Williams-Sonoma was conservative in raising revenue guidance for the full year only 0.7% at the midpoint, but increased the EPS guidance by $0.11 to a range of $4.26 to $4.36, above the $4.25 analysts had been expecting. The company said that it will have less clearance inventory for running sales in the second half, tamping down sales but boosting selling margin. It is also having success in bringing down supply-chain costs, which is offsetting increased shipping costs.
Strength across Williams-Sonoma's brands and good execution had investors cheering today, bidding the retailer's stock up to its highest level in almost three years.
L Brands expects lower profits
Retailer L Brands reported second-quarter sales and earnings that beat expectations, but gave a downbeat outlook, and shares dropped 11.4%. Net sales at the parent company of Victoria's Secret and Bath & Body Works grew 8.3% to $2.98 billion and earnings per share dropped 25% to $0.36. Analysts had been expecting EPS of $0.34 on sales of $2.93 billion.
Results at L Brands continue to be pulled down by the struggling Victoria's Secret unit.

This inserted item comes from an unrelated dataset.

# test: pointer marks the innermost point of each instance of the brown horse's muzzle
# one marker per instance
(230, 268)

Comparable sales for the company were up 3%, but declined 1% at Victoria's Secret. Bath & Body Works, which accounts 32% of total sales, grew comps at a 10% rate. The operating income results exposed even greater disparity between businesses, with a 38% decline for Victoria's Secret and an 8% increase for Bath & Body Works. Gross margin fell 1.8 percentage points to 35.5%, with the merchandise margin rate at Victoria's Secret down
significantly across all major merchandise categories as the company cleared inventory.
L Brands lowered guidance for full-year earnings to a range of $2.45 to $2.70, down from a forecast of $2.70-$3.00 provided three months ago. The company attributed the change to deceleration of sales of its PINK brand, which is a lifestyle brand for young adult women and is reported as part of Victoria's Secret. The company also announced the retirement of Denise Landman, CEO of PINK.
Success at Bath & Body Works and its international expansion are bright spots for L Brands, but until the company can stem the declines of its iconic lingerie business, its shareholders could see more days like today.